At the time, Persian Mithraism and Christianity were fierce competitors.

Aurelian had even declared Mithraism to be the official religion of the Roman Empire in 274 CE. But, Christianity won out finally, by becoming the new official religion in the 4th century CE from a different Emperor’s edict, just before his death.

So, with new stature, Christianity, at the beginning of the 4th century CE, found intense interest in actually choosing a day to celebrate Yeshua’s birthday. The western church leaders of the time selected December 25th because this was already the date recognized throughout the Roman Empire as the birthday of various Pagan gods; it was a way to be able to celebrate unfettered and to bring new people into the fold.

That boot-strapping is why many symbols and practices associated with Christmas are really of Pagan-Nature Religion origin: holly, ivy, mistletoe, yule log, the giving of gifts, decorated evergreen tree, magical reindeer and more.

Since there was no central Christian authority at the time, it took centuries before the tradition of December 25th was universally accepted: Eastern churches began to celebrate Christmas on December 25th after 375 CE. The church in Ireland only in the 5th century; Jerusalem started in the 7th century. Austria, England and Switzerland began celebrating it then the 8th century and in Slavic lands in the 9th and 10th centuries.

This must seem incomprehensible for modern Christians unschooled in church history, but even now, not all Christians acknowledge December 25 or celebrate it. For example, Jehovah’s Witnesses do not. And, the English Parliament even abolished Christmas in 1647.

___ Kwanzaa – honoring universal African-American heritage and culture, it is observed from December 26 to January 1 each year.
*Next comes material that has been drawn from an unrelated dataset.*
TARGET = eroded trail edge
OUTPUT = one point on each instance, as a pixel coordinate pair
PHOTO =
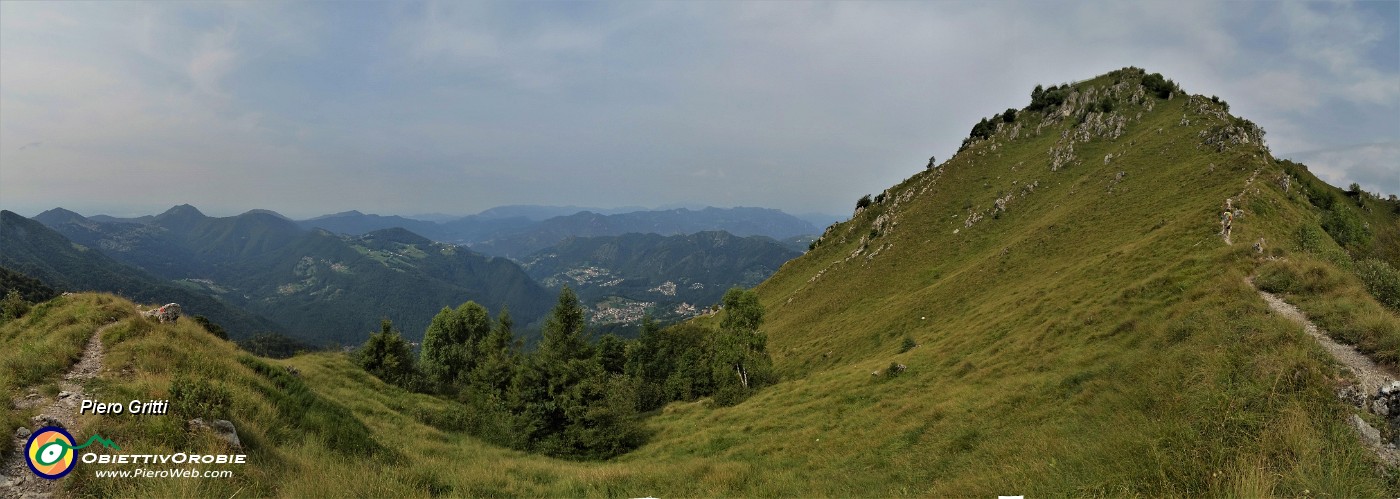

The festival features activities such as: the lighting of a kinara, libations and feast and  gift giving.

It was created by Maulana Karenga and was first celebrated on December 26, 1966 when his goal was to “give Blacks an alternative to the existing holiday and give Blacks an opportunity to celebrate themselves and their history”.

The name Kwanzaa comes from the Swahili phrase matunda ya kwanza, meaning first fruits of the harvest.
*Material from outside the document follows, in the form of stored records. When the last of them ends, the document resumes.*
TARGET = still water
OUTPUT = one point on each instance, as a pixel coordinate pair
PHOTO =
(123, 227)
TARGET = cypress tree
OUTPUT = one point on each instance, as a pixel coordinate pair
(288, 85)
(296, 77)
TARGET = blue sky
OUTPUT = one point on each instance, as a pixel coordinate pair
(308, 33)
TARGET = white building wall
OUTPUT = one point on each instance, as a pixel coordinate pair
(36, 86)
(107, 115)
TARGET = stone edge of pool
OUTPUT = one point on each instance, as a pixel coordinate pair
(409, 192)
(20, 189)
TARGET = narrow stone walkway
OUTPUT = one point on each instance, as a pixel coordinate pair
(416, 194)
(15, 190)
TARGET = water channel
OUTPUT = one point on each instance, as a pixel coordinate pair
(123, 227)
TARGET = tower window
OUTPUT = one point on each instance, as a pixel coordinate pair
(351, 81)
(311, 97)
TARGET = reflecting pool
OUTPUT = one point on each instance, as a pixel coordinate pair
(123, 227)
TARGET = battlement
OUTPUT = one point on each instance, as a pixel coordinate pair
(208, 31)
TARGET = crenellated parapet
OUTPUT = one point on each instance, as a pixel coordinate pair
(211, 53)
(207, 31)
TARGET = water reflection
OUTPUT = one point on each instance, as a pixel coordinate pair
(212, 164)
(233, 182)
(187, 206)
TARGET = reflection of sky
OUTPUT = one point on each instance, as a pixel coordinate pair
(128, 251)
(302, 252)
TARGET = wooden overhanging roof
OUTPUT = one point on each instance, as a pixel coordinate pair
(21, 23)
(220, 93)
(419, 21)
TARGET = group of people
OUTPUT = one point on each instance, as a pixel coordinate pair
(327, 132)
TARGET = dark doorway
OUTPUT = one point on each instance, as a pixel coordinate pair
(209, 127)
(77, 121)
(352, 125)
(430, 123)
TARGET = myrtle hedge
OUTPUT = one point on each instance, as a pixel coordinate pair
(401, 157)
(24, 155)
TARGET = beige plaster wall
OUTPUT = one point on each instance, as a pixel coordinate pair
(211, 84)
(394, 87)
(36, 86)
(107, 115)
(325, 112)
Wikipedia reports that Kwanzaa celebrates the seven principles of Nguzo Saba, which Karenga said “is a communitarian African philosophy,” consisting of “the best of African thought and practice in constant exchange with the world.”

These seven principles comprise Kawaida, Swahili for “tradition and reason”. Each of the seven days of Kwanzaa is dedicated to one of the principles:

* Umoja (Unity): To strive for and to maintain unity in the family, community, nation and race.

* Kujichagulia (Self-Determination): To define ourselves, name ourselves, create for ourselves and speak for ourselves.

* Ujima (Collective Work and Responsibility): To build and maintain our community together and make our brothers’ and sisters’ problems our problems and to solve them together.

* Ujamaa (Cooperative Economics): To build and maintain our own stores, shops, and other businesses and to profit from them together.

* Nia (Purpose): To make our collective vocation the building and developing of our community in order to restore our people to their traditional greatness.

* Kuumba (Creativity): To do always as much as we can, in the way we can, in order to leave our community more beautiful and beneficial than we inherited it.

* Imani (Faith): To believe with all our heart in our people, our parents, our teachers, our leaders and the righteousness and victory of our struggle.

And, so my hope: May all of us be Blessed with Peace and Health and Understanding and Compassion as we follow and work in the light of the Sun, each new day. Make it all count!